There was a time not too long ago when burgers and sandwiches were accompanied by a sad, soggy pile of fried potatoes on the side, destined to be drowned in ketchup, ranch, tartar or special sauce in an effort to spark some interest in their existence.
Fortunately for those of us who adore potatoes, fries are no longer just an afterthought. In recent years, chefs have stepped up their game. Rather than dumping prefab potatoes into the fryer and walking away, hand-cut potatoes are showing up on menus coast-to-coast, fried to crispy perfection before being adorned in an array of spices, meats, sauces and gravies.
Competition from chickpea, polenta or quinoa fries may have stirred the longing to return to the simplicity of potatoes; whatever the reason, french fries are back. No-Li Brewhouse, Casper Fry and Downriver Grill offer gussied-up versions of the usual suspects. All three dishes start with perfectly cooked fries, but that's where the similarities end.
The Québecois classic poutine is composed of crispy, skin-on, thick-cut fries smothered in slightly spicy beef gravy and sprinkled with cheddar cheese curds. The heat from the gravy slowly melts the curds to create a messy pile of blissful potatoes. No-Li Brewhouse's poutine strongly resembles the original recipe, with the addition of some welcome local flair.
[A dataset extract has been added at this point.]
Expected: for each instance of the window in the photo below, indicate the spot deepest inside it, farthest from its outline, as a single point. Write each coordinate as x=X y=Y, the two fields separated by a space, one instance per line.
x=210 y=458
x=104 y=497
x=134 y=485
Here, the fries are smothered in Wrecking Ball Imperial Stout mushroom gravy, sprinkled with shredded Tillamook smoked cheddar and finished with fine bits of chive. Bite after bite, the malty tang of the stout shines through, pairing with the mushrooms to produce a robust mouthful. The smokiness of the cheddar and sweetness of the chives give the poutine dimension, making this delicious dish seem more like a hearty stew and less like a plate of fries.
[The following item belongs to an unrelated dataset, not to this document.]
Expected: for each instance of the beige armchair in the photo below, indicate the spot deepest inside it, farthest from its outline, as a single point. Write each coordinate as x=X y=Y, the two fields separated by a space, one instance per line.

Bartender Brandon Secor has seen a definite rise in the popularity of poutine, claiming it is often ordered as a stand-alone meal alongside No-Li's popular microbrews.
Herbed Garlic Fries
"Some customers say these are the best fries they've ever had in their life," says bar manager Curtis Day, and we can confirm he's not exaggerating. The presence of a fried egg on top of a mound of crispy fries invokes thoughts of breakfast and the perfect hangover cure, but this delectable combination is welcome at the dinner table. The fries also serve as late-night bar food, though Day has rarely seen anyone take down an entire plate at any time of the day without help. The presentation is almost too lovely to destroy, but slicing into the perfectly cooked over-easy egg allows the velvety yolk to slowly seep through the potato pile and combine with the sharp cheddar Mornay, a variation on traditional Béchamel. As the elements combine, the fries take on a consistency of heavenly mashed potatoes spiked with fiery bits of garlic.
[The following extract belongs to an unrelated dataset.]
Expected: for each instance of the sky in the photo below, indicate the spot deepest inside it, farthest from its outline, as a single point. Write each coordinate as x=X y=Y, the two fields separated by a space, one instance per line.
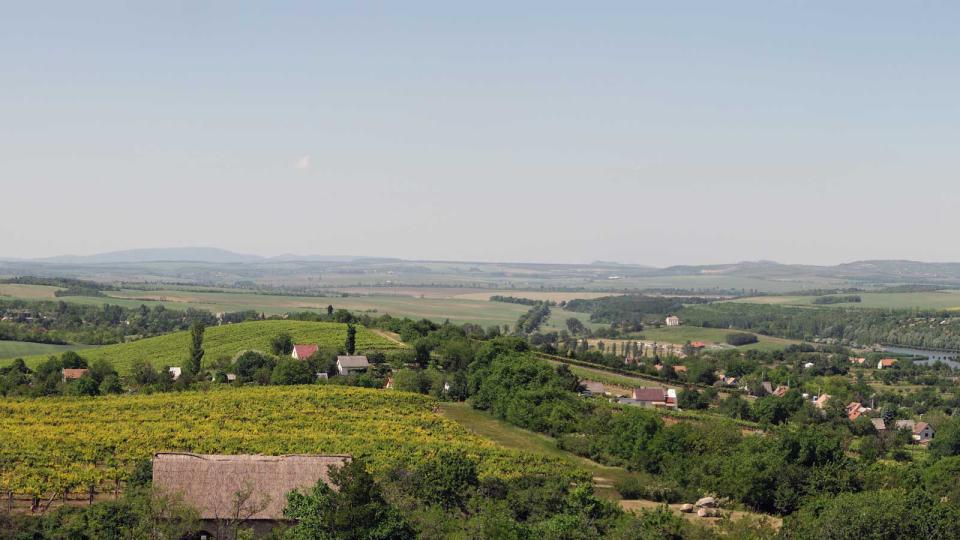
x=656 y=133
We were so convinced that there was a layer of mashed potatoes hidden in the middle that we kept eating and eating until they were gone. This wasn't the first time we've eaten these amazing fries, and it definitely won't be the last.
Glancing through the menu at Downriver Grill, one notes the innovative use of local and seasonal ingredients, but it's easy to keep coming back to the words Gorgonzola cream. Having experience with the filling effects of both Gorgonzola and cream, we armed ourselves with glasses of heart-healthy cabernet and ordered the fries. With their arrival, a hush came over us.
The cross-cut fries were bursting out of the bowl, gently dressed as promised with the luxurious Gorgonzola cream. A healthy sprinkling of black pepper was dusted throughout, cutting through the heavy cream sauce. We were hooked at first bite. The Gorgonzola fries are perfect as a meal or an appetizer to share, but don't expect to order these and have room for dessert.
"We call these the dessert killer fries," says bartender Aaron Sweatt.